Ciononostante, Pechino non ha la minima intenzione di farsi intrappolare nella tagliola del gas russo, tanto è vero che il primo fornitore di gas rimane nettamente il Turkmenistan. Questo restando nell’ambito del trasporto via gasdotti. D’altra parte, a differenza del Vecchio Continente, Pechino ha puntato molto anche sul Gas naturale liquefatto (Gnl), installando impianti di rigasificazione in grado di trasformare il metano trasportato via nave da fornitori come Australia, Stati Uniti e Qatar.
Quando si parlava dell’ingresso della Russia nella Nato in funzione anti-cinese
In generale, Mosca sente tutto il peso economico dell’ingombrante vicino asiatico e sa perfettamente che in un’alleanza strategica finirebbe per giocare il ruolo del partner minore. Non è un caso se, già da un decennio, esiste un filone di pensiero che pensa addirittura ad una possibile ammissione della Russia nella Nato in funzione anti-cinese. Ipotesi che in questi giorni suona come una bestialità. Già nel 2010, la rivista americana Foreign Affairs (non Sputnik o Russia Today) osservava che “la Nato ha tradizionalmente trattato la Russia come un paria strategico”. Ma ora “l’Occidente ha urgente bisogno della cooperazione di Mosca su una serie di questioni. Una visione per trasformare la Russia in un membro produttivo della comunità euro-atlantica è a portata di mano: la Russia dovrebbe aderire alla Nato. Anche se la Nato correrebbe un rischio strategico ammettendo la Russia, l’Alleanza atlantica corre in realtà un rischio strategico ancora maggiore escludendola”.
Dal punto di vista diplomatico, per tornare alla crisi in Ucraina, la Cina ha puntato il dito sin dall’inizio contro gli Stati Uniti e l’Occidente per non aver ascoltato le preoccupazioni russe circa la sicurezza. A questo si aggiunge il fatto che Pechino non ha mai parlato di “invasione” quanto piuttosto di “escalation” o al massimo di “offensiva”. Ciononostante, in una sorta di delicato equilibrismo tattico, autorità di Pechino come il ministro degli Esteri Wang Yi hanno ribadito – anche nelle scorse ore – la disponibilità cinese a mediare fra le parti per porre fine alla guerra in corso.

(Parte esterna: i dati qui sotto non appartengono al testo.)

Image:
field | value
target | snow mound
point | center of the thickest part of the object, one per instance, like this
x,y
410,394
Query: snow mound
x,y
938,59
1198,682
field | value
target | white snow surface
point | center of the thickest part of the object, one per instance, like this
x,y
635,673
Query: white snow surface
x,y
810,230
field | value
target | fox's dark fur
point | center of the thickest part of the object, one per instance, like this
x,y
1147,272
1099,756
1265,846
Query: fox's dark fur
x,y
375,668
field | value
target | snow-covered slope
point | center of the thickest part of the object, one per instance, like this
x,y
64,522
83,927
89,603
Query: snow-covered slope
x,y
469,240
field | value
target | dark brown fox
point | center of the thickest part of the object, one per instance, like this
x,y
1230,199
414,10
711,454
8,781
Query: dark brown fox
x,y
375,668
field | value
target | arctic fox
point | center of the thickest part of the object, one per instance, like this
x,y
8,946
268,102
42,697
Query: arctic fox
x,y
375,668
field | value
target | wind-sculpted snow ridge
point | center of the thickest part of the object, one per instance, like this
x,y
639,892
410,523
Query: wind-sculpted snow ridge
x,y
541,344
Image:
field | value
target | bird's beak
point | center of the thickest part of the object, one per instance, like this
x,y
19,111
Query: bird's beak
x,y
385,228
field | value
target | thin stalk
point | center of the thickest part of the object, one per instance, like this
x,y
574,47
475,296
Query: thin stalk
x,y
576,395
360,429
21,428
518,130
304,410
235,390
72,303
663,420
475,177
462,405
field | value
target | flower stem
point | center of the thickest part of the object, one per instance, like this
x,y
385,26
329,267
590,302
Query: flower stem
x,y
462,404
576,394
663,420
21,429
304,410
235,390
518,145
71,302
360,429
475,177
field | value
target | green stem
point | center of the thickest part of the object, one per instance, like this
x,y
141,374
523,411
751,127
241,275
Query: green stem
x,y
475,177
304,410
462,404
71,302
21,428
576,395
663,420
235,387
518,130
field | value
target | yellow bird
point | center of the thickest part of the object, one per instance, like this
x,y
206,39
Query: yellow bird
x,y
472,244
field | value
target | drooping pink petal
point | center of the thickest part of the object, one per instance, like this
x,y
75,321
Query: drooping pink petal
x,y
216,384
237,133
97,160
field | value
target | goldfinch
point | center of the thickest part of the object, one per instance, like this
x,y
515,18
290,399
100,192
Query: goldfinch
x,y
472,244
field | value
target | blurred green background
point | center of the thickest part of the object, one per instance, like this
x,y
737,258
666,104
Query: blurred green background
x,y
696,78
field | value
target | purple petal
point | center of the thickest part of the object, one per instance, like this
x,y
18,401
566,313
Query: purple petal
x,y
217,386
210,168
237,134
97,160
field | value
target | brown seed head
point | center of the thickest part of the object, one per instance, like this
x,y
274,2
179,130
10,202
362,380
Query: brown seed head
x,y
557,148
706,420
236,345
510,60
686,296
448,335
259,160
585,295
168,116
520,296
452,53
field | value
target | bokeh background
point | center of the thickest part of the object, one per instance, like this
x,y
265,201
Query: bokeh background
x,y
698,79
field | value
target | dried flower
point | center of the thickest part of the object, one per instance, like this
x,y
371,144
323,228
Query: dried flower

Ucraina, gli equilibrismi di Pechino e le forze centrifughe interne
Dietro l’ambiguità della Cina ci sono ragioni fortemente pragmatiche. Vista da Pechino, la crisi ucraina è il sintomo di un vecchio Continente ancora alle prese con gli strascichi della guerra fredda, uno spazio politico che non ha ancora capito cosa fare da grande. Quella ucraina, insomma, è una situazione in cui la Repubblica popolare, orientata soprattutto al confronto con gli Usa nel Pacifico, non ha voglia di invischiarsi in modo troppo pesante. D’altro canto, temi come l’integrità territoriale e la sovranità rappresentano ferite aperte per il presidente cinese Xi Jinping, che deve fare i conti con forze centrifughe e separatiste in Tibet, nello Xinjiang e a Hong Kong. Se, ad esempio, Pechino dovesse riconoscere la sovranità russa o l’indipendenza da Kiev di Donbass e Crimea, cosa impedirebbe di applicare lo stesso principio alle zone che cercano di slegarsi dalla Cina (spesso adducendo motivi linguistici e culturali)? Nel dubbio, il governo cinese sceglie l’ambiguità strategica.